In the past 12 years, Fort Hood’s Directorate of Public Works – Engineering Division has renovated 59 of the 99 barracks currently on post. They are currently in the process of renovating 11 barracks – seven Hammerhead-style barracks and four H-frame barracks.
“Everyone should have a place to call their home that allows them to relax and find their own peace, be it a house, apartment, dorm, or barracks,” Lenis, DPW – Engineering Division’s Management & Outside Oversight Team Branch chief, shared. “These places should be safe and provide the comforts that we all work so hard for.”
The barracks currently under renovation were originally built between 1951-1955. After six and seven decades of use, the condition of the buildings inevitably decline due to normal wear and tear. As the Army has changed its standards for barracks, DPW has applied those Army standards to the renovated barracks throughout the years.
“Our DPW team is committed to providing our single Soldiers with safe, healthy and the best possible accommodations while they are assigned to Fort Hood,” Brian Dosa, DPW director, said. “This includes building new barracks to address of deficit of rooms, renovating our current facilities to bring them to the Army standard, and also repairing things that break.”
Lenis said the barracks are typically demolished down to what they call the super structure, which includes the foundation, structural floors and structural roof.
“To begin with, all utilities are shut off so it’s safe to come in and do a full demo,” Rod Borja – quality control manager with Guyco, the contractor in charge of the barracks renovation, said. “They bring up heavy equipment to demo the walls. After all the heavy demo is done, they come back and do what we call detailed demo, which finalizes the process.”

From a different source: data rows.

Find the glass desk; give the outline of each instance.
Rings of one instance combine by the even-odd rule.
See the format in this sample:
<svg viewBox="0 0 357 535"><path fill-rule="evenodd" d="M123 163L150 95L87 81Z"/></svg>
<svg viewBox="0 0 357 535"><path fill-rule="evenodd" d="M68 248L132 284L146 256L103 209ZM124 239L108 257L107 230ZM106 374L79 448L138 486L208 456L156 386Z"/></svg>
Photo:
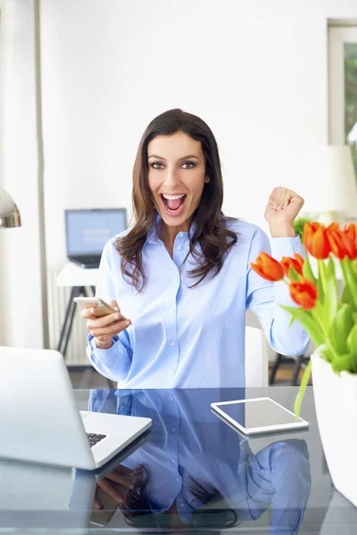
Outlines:
<svg viewBox="0 0 357 535"><path fill-rule="evenodd" d="M251 438L211 403L268 396L292 409L297 388L74 391L79 409L149 416L151 431L97 473L1 460L1 534L357 532L357 509L331 484L311 388L308 430Z"/></svg>

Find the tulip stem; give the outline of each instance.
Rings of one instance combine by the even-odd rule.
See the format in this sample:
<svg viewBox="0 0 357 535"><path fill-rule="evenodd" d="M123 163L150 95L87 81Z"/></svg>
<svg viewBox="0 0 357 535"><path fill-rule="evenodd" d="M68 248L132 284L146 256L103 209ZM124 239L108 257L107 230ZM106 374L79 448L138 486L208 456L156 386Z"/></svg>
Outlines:
<svg viewBox="0 0 357 535"><path fill-rule="evenodd" d="M323 322L321 321L320 315L319 314L319 312L316 309L315 310L312 309L311 310L311 314L312 314L312 317L313 317L314 320L316 321L317 324L319 324L319 325L320 325L322 333L324 333L324 336L325 336L325 338L326 338L326 340L327 340L327 342L328 343L329 349L331 350L331 353L333 355L333 358L338 358L339 355L338 355L338 353L336 352L336 350L335 350L334 346L331 343L331 339L330 339L328 333L327 333L327 330L325 328L325 325L324 325Z"/></svg>
<svg viewBox="0 0 357 535"><path fill-rule="evenodd" d="M353 298L354 304L357 308L357 283L355 280L355 276L353 272L351 260L348 258L341 260L341 268L342 272L344 273L344 276L345 276L347 284L351 290L352 296Z"/></svg>

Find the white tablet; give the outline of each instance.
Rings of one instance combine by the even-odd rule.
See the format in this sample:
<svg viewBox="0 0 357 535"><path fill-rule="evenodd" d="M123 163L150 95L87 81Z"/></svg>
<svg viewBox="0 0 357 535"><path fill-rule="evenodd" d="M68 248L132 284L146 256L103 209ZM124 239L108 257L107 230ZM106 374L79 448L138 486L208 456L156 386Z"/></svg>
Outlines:
<svg viewBox="0 0 357 535"><path fill-rule="evenodd" d="M211 407L245 434L308 427L309 423L270 398L212 403Z"/></svg>

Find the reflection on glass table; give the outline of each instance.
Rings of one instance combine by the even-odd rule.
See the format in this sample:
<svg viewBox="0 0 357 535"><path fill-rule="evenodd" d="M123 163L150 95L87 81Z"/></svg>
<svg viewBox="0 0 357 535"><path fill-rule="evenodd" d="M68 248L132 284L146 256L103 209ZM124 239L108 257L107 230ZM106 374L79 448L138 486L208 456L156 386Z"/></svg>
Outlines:
<svg viewBox="0 0 357 535"><path fill-rule="evenodd" d="M267 395L291 408L295 393L77 391L79 408L148 416L151 431L96 472L0 461L0 531L352 534L357 509L331 487L311 388L309 430L246 438L211 411Z"/></svg>
<svg viewBox="0 0 357 535"><path fill-rule="evenodd" d="M278 440L254 455L211 413L212 392L195 393L92 391L92 410L153 419L150 440L98 482L112 514L119 506L138 529L221 530L256 521L270 507L270 533L297 533L311 489L305 440ZM95 506L101 506L97 494ZM105 518L107 510L102 523L96 515L97 525Z"/></svg>

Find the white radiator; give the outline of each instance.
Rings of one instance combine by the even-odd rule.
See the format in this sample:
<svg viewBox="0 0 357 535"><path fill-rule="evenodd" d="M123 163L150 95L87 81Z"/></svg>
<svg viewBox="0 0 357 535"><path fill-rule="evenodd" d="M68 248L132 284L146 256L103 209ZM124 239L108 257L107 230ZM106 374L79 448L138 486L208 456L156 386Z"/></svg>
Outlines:
<svg viewBox="0 0 357 535"><path fill-rule="evenodd" d="M59 269L49 269L47 271L48 323L51 350L57 349L71 290L70 287L57 286L59 271ZM90 289L88 289L88 295L92 295ZM81 365L89 363L86 353L87 334L86 322L80 317L79 308L77 306L70 342L67 346L66 364ZM62 345L62 349L63 347Z"/></svg>

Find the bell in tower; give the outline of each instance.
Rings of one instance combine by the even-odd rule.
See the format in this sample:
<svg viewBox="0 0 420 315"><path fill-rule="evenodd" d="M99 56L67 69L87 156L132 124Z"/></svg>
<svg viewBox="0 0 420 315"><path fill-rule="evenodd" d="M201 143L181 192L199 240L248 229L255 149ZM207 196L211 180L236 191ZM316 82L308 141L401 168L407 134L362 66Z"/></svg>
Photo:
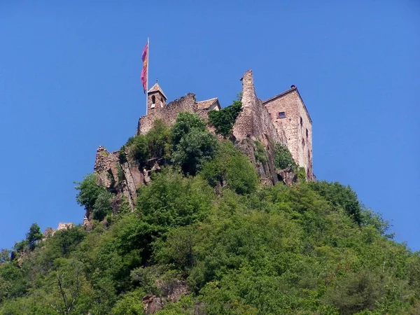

Lenis said the demolition time period is the highest risk for a modification because many things can be revealed that they did not know about prior to designing the project. After making any unforeseen changes, they may begin constructing the exterior walls and roof.
“During this time, we increase the thermal and moisture barriers that allow us to ensure this is an energy efficient building,” she said.
Once the new building nears completion, they have to run tests to ensure everything is code compliant and operational before allowing Soldiers to live in the buildings.
When the given space allows it, the newly renovated apartment-style barracks include two bedrooms, with individual walk-in closets. The two Soldiers sharing the space will have a kitchen and bathroom to share.
The barracks in the 14000 block are expected to be complete in the Spring of 2022, with Soldiers moving into the first barracks in April 2022. Five barracks under renovation in the 10000 block are expected to be complete in the Spring of 2023, with Soldiers moving in around November 2023. Two additional barracks in the 10000 block are expected to be complete in early 2024.
Dosa shared that after the current barracks renovations are complete, Fort Hood only has 19 more barracks to be renovated. The remaining barracks include 17 Hammerhead-style barracks and two barracks located at West Fort Hood.
“Thanks for everyone’s patience as we continue barracks renovations – we are making great progress! Please remember to call in work orders to 287-2113 or use the maintenance app to let us know when you need assistance in your rooms,” Dosa said.
Looking ahead to the future, the U.S. Army Corps of Engineers – Fort Worth District awarded a construction bid to MW Building in July for Fort Hood’s 100th barracks, which will be housed within the 69th Air Defense Artillery Brigade footprint. Construction will begin in the Winter of 2022. The expected occupancy for these barracks is in fall of 2023.
As Soldiers continue training, deploying and fighting, the Fort Hood DPW will continue renovating their barracks and improve living conditions.
“These Soldiers fight the battles I only have to read about and hear on the news,” Lenis said. “They deserve a safe comfortable home to return to.”